# Cheap road for layout?



## Don Trinko (Oct 23, 2012)

I'm making a simple N scale layout. any ideas on making roads, nothing fancy just plain roads? 
I have seen the stuff that looks like a road but I was hopping for some simple cheap alternative. Thanks; Don


----------



## tjcruiser (Jan 10, 2010)

A recent discussion in O, but some common ideas for N, perhaps? ...
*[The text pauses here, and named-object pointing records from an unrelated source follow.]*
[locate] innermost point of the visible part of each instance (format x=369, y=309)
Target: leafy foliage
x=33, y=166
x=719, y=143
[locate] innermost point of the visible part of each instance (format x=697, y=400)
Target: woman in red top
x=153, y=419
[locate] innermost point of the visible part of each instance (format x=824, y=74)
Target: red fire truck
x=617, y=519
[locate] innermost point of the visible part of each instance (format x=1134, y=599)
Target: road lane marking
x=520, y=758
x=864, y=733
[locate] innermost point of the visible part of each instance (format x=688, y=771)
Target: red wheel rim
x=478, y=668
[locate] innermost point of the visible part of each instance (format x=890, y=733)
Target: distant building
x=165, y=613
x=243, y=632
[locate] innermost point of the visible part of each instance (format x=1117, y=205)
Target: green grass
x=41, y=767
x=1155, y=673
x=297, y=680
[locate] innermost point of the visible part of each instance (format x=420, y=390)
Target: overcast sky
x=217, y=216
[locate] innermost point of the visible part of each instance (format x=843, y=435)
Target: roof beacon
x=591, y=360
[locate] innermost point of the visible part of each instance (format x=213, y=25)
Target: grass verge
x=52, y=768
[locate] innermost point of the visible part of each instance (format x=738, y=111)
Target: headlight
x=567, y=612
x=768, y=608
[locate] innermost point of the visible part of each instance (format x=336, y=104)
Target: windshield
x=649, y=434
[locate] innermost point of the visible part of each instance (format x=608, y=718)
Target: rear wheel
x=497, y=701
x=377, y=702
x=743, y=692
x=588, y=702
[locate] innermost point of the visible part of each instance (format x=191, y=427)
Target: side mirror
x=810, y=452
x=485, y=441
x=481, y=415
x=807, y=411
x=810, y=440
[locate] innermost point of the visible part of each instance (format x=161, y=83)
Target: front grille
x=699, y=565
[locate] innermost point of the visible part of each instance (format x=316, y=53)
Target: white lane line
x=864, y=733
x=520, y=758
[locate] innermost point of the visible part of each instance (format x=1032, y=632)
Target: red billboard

http://www.modeltrainforum.com/showthread.php?t=16688

TJ


----------



## Carl (Feb 19, 2012)

Great ideas, TJ, for pave roads. If you are looking for gravel roads, the N Scale rock from Arizona Rock works great.


----------



## sstlaure (Oct 12, 2010)

Roof shingles. Paint the lines yourself with a paint pen and a little tape to mask it off.


----------



## Don Trinko (Oct 23, 2012)

Thanks. I have some old shingles. How wide is a N scale road? I mentaly calculate abought 1.5", Does that sound correct? Don


----------



## sstlaure (Oct 12, 2010)

10 ft standard lane width = 120"/160 (for N-scale) would make it about 0.75" wide/lane.


----------



## THE TYCO MAN (Aug 23, 2011)

I seen sand paper, shingles. roofing tar paper and slip resistant tape (like seen on skate boards) used.


----------



## AussieNscale84 (Jul 16, 2012)

wet and dry sand paper, it comes in grey/ charcoal colours


----------



## Don Trinko (Oct 23, 2012)

Thanks, i used old roof shingles my wife even put a white stripe down the road. look good.
Don


----------